The device template baselining tool allows an OmniCenter administrator to evaluate and tune the performance of service checks and threshold checks that are being applied to devices in your network by device templates.
It lets you see which device templates and which template-based service and threshold checks are having the greatest impact on the number of alarms you see for a given time period. Using the information the tool provides, you can then tune the settings for individual service and threshold checks being applied to your devices to reduce the number of alarms while still being alerted to real problems.
The tool is accessed from the device template administration page and is available to admins and super admins only. From the main menu, select Administration → Templates to get to the Device Templates Administration page, then click the Baseline Templates button to open the tool.
The main page of the baselining tool provides a table with a list of the device templates that are actively controlling service and threshold checks for managed devices (templates that are not in use will not be displayed here), along with indicators on how those templates are performing.
By default, the table is sorted with the overall worst performing device templates towards the top, but can be sorted by any column. The worst performing templates are those with the greatest number of checks in a failed state for a given time period. Click anywhere inside a row to open that device template in the template page of the tool (see below).
Above the table is a drop-down selector to change the evaluation time period by which the impact of the templates is measured. The following selections are available:
- Last 7 Days
- Last 30 Days
The selection defaults to Yesterday. If you change the selection for Time Period, click the View New Report button to update the display.
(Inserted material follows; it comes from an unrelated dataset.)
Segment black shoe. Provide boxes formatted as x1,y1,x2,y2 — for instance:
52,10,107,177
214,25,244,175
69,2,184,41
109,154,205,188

To the right of the device template name in the template table are three columns (aggregate, thresholds and services) containing thermometer-style performance indicators. The values these columns represent are outlined below. If there are no checks of a given type configured on the template, the indicator will show “Not configured” for that column instead of a performance indicator.
The indicator columns are:
This column aggregates the performance metrics from the other two columns to provide an overall performance value. The percentage value displayed is how many combined service and threshold checks (out of all service and threshold checks controlled by this template) remained in an OK state for the selected time period. Use this column to quickly see the worst performing templates. By default, the table is sorted by this column.
This column focuses on threshold check performance only. The percentage value displayed is how many threshold checks (out of all threshold checks controlled by this template) remained in an OK state for the selected time period. Click on this column’s header to sort the worst performing templates (for threshold checks only) to the top.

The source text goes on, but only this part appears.